• 開発したサバまんについて発表する小浜市今富小5年生=2日、同校
  • 地元の岡津製塩遺跡の魅力を語る加斗小6年生=1日、小浜市の同校
  • 鯉川シーサイドパークをビーチバレーボールの聖地に、と提案する加斗小5年生=1日、小浜市の同校
  • 蒼島の魅力を発信する加斗小6年生=1日、小浜市の同校
  • 松崎小浜市長(中央)と記念撮影する加斗小5、6年生=1日、小浜市の同校
  • 提案する加斗小6年生=1日、小浜市の同校
開発したサバまんについて発表する小浜市今富小5年生=2日、同校

 昨春から古里の魅力を調べる活動に取り組んできた小浜市今富小、加斗小の5、6年生が1、2日、各校で成果を発表した。「サバまんで小浜をPR」「岡津(おこづ)塩あめを新しいお土産品に」「若狭鯉川シーサイドパークをビーチバレーボール競技の聖地に」と、小浜を元気にするためのアイデアを松崎晃治市長に提言した。

 2010年度から始まった市の「ふるさと小浜MIRAI事業」の一環で、毎年1~3校が指定校に選ばれている。両校では昨春、児童が松崎市長から「元気で住みやすい街になるにはどうしたらいい?」と問題を投げ掛けられ、総合的な学習の時間を活用して解決策を考えてきた。

 今富小5年生は、サバや地場産野菜を詰め込んで開発した「サバまん」について、37人が発表。クイズを交えながら、作り方や材料、開発の苦労などを紹介した。

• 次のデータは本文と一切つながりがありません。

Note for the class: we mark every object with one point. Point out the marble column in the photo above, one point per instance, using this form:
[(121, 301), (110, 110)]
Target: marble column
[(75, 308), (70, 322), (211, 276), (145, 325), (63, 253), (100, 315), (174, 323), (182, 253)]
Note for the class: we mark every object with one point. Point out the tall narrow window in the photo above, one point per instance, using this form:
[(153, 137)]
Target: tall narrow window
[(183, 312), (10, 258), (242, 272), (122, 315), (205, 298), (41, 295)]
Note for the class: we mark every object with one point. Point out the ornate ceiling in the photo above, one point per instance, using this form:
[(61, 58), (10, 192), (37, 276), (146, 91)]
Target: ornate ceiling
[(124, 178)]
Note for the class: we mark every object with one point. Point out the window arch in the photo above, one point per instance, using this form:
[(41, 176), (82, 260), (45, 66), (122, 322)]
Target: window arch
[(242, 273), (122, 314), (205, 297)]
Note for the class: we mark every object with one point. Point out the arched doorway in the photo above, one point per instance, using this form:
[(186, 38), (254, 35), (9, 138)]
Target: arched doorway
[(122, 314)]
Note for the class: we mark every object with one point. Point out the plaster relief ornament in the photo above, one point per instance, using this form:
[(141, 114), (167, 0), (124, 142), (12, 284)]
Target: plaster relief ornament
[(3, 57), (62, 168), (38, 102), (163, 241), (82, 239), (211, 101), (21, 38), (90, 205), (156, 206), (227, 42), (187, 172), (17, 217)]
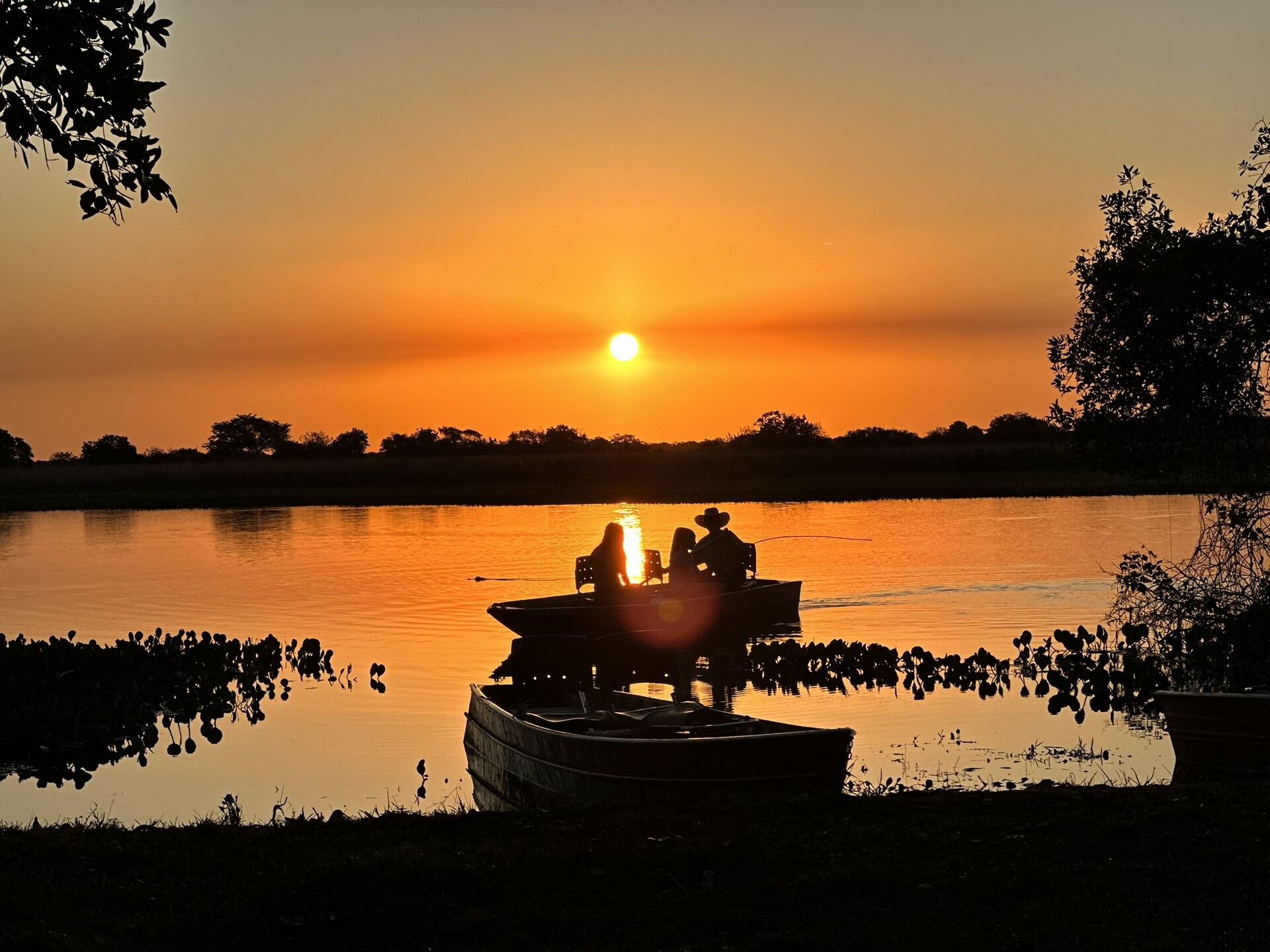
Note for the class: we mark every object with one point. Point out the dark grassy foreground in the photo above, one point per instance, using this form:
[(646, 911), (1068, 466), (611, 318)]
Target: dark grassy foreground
[(1154, 867), (656, 475)]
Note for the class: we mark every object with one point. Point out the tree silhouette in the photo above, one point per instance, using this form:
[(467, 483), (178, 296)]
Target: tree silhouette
[(956, 432), (349, 444), (780, 429), (1167, 361), (15, 451), (1171, 339), (878, 437), (422, 442), (1021, 428), (71, 88), (247, 436), (110, 450)]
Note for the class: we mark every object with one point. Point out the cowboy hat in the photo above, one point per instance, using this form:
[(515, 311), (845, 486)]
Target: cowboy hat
[(712, 520)]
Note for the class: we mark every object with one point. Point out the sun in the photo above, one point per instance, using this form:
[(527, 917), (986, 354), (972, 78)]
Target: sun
[(624, 347)]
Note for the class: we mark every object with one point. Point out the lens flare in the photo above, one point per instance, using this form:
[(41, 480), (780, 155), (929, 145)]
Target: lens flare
[(624, 347)]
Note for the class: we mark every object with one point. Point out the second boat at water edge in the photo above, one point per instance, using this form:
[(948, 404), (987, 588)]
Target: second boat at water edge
[(689, 611), (562, 749)]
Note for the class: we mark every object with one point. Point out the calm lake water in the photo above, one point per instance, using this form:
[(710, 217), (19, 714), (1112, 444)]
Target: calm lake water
[(393, 586)]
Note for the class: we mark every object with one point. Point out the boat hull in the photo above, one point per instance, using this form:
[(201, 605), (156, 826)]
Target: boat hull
[(1217, 735), (520, 766), (683, 614)]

 小浜の食を代表するサバに着目し、昨年9月末ごろから商品開発に挑戦した。発表では、サバまんの中には焼きサバのほか、地場野菜の「谷田部ねぎ」などが入っているとPR。子どもから大人までおいしく味わえるよう何度も試作、試食を繰り返したという。

 今後、市内のスーパーや道の駅での販売を予定。5年生はサバまんで小浜をPRし「来たい、住みたい、戻りたいまちにしたい」と訴えた。渡辺柑菜さんは「みんなの頑張りが伝わったと思う。小浜市といえば『サバまん』というくらい有名にしたい」と話していた。

 加斗小6年生15人は、古墳後期から奈良時代にかけて栄えたといわれる地元の岡津製塩遺跡をヒントに、お土産品「岡津塩あめ」を提案。小浜市のPRを盛り込んだパッケージ案も披露し「日持ちするし、遺跡のPRにもなる」とアピールした。

 泣く泣く断念した案も披露した。地元の小浜湾に浮かぶ無人島「蒼島(あおしま)」の知名度がないことを修学旅行先での調査で知り、くずまんじゅう「あおしまんじゅう」作りを検討。この日の発表会では、参加した地元住民ら約80人に児童の手作りが配られた。しかし「日持ちしないのでお土産に向かない。あきらめました」と児童が打ち明けると住民らからは落胆の声が漏れた。

 5年生12人は福井国体などでビーチバレー競技の会場になった若狭鯉川シーサイドパークに各種大会を誘致し集客力を高め、同競技の聖地にしたいと提案した。

 児童らは「地域の宝を守ってきてくれた地域の人たちに感謝」と話し、学習を通じて今後は自分たちがその担い手になる自覚を持った様子だった。